Until I got the invite to come over. We used to live not even a block from each other when I lived at my old place. So he was bummed that I wasn't there any more. He said he could use some company this week since his roommate is gone.
And the bad part is I thought about it.
Mentally smack me upside the head right now. I can take it. And I deserve it.
Yes, in theory I could go over there and we could just hang out and do our friend thing that we do so well. But....
....You never know.
And it doesn't help that I'm horny as HELL.
I NEED TO HAVE SEX.
I'm usually not a sex machine at all, but damn. The Boy and I haven't had sex since around noon on Saturday. And it was a quickie before we went to a wedding.
What am I thinking? I love the Boy. I really do. I love being with him, I love everything about us. It just happens like this though. We're having a rough spot because of the whole me moving thing, and school starting, and he got fired from his job so he's trying to start up his own IBO thing. And what happens, S just comes flying right back into the picture.
I can't fall for it. I love the Boy way too much to screw it up.
And he just asked me how my love life was going.
I'm so worried I'm going to screw up what I have with the Boy. It's the first really great relationship I've ever had. The first functional one, and it's just, it's too good. I've been waiting for something to screw it up, mainly because that's what typically happens to me.
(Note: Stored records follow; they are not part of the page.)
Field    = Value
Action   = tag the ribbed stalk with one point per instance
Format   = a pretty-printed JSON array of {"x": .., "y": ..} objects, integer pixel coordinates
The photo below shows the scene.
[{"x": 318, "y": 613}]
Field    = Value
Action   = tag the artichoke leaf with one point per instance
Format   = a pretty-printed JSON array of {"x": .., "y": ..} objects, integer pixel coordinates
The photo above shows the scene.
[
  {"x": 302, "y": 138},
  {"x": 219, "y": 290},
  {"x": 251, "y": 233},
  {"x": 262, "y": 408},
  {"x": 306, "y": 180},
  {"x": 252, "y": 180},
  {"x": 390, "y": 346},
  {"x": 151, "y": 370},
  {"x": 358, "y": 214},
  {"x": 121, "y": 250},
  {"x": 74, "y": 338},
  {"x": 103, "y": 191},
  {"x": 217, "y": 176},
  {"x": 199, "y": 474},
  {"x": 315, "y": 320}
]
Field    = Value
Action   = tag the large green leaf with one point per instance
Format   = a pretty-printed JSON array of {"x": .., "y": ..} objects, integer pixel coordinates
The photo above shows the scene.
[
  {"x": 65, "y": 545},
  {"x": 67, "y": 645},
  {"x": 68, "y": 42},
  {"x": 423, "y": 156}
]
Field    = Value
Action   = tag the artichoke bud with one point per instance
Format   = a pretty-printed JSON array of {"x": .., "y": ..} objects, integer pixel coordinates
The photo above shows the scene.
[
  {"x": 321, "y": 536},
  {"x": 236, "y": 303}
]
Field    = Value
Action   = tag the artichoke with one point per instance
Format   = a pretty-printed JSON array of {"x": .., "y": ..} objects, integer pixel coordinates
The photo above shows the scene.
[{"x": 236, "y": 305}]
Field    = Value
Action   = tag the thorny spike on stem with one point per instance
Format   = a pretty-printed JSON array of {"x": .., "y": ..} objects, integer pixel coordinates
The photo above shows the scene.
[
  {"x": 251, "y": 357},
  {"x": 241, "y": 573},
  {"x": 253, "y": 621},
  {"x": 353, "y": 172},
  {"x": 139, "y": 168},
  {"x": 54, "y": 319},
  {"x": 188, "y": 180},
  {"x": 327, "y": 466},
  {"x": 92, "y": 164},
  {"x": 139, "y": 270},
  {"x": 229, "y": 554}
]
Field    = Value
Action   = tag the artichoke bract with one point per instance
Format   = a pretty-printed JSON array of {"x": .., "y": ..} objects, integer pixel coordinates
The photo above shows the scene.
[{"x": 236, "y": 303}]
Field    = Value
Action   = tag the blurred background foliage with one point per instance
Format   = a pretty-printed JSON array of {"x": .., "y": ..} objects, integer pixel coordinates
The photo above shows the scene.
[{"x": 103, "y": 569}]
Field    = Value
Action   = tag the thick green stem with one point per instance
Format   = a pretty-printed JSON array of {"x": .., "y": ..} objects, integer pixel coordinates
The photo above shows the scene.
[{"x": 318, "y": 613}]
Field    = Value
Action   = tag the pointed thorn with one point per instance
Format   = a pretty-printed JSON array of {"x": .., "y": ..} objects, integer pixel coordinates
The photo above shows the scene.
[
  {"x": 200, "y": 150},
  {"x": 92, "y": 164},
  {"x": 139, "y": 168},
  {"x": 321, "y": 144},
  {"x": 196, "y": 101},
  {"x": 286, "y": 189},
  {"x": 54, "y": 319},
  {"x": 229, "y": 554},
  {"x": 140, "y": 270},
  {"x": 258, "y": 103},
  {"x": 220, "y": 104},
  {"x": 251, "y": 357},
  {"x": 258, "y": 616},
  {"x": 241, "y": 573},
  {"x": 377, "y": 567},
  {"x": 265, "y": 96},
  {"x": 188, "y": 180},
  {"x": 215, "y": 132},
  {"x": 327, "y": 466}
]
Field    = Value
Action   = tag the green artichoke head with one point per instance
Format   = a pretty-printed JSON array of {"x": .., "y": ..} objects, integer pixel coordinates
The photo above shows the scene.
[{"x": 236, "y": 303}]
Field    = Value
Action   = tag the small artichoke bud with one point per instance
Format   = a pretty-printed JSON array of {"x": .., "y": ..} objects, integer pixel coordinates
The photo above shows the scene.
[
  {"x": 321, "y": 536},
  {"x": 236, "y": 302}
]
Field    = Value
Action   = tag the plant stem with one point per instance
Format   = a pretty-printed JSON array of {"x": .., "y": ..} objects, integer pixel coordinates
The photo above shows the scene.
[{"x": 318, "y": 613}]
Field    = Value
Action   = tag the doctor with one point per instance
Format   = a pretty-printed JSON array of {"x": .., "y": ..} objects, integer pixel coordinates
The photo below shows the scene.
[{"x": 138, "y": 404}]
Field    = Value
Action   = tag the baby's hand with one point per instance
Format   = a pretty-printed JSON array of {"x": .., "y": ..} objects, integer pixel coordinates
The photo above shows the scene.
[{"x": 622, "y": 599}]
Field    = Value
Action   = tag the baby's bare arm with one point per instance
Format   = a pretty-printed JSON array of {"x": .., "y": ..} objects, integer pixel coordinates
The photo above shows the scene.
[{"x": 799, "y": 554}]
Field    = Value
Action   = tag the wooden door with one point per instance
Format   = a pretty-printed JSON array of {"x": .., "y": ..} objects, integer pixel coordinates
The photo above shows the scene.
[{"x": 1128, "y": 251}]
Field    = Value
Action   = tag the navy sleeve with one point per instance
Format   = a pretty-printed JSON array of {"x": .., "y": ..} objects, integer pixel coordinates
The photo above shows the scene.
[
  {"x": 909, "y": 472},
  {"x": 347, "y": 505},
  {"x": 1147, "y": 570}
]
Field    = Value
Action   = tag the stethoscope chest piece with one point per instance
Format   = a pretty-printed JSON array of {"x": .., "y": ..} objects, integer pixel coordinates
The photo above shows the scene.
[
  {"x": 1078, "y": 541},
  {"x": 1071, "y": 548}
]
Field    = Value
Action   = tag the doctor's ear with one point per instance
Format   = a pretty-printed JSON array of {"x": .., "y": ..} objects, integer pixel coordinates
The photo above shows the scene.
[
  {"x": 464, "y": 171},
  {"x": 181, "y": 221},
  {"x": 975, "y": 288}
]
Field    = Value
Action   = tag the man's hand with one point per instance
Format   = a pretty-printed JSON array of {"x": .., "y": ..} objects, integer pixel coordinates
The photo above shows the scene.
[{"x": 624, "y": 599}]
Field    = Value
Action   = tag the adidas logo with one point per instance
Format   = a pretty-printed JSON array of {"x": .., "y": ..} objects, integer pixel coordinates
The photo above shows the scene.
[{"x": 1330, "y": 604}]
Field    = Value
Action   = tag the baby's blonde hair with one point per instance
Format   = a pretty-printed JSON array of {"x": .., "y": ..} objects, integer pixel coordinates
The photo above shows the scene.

I can't think that way. I have a great boyfriend and things will be amazing.
Sigh.
1 commento:
Don't do it. Don't do it. Don't do it. That happened to me once. A guy I used to "be" with started texting me while he was at the bar and the next thing I know he's showing up at my door at 11:30pm to - hang out. Yeah, we didn't go through with IT but there was so much going on there. I still hate that I did that. I was just starting to date someone I liked--I hate that I ever did that.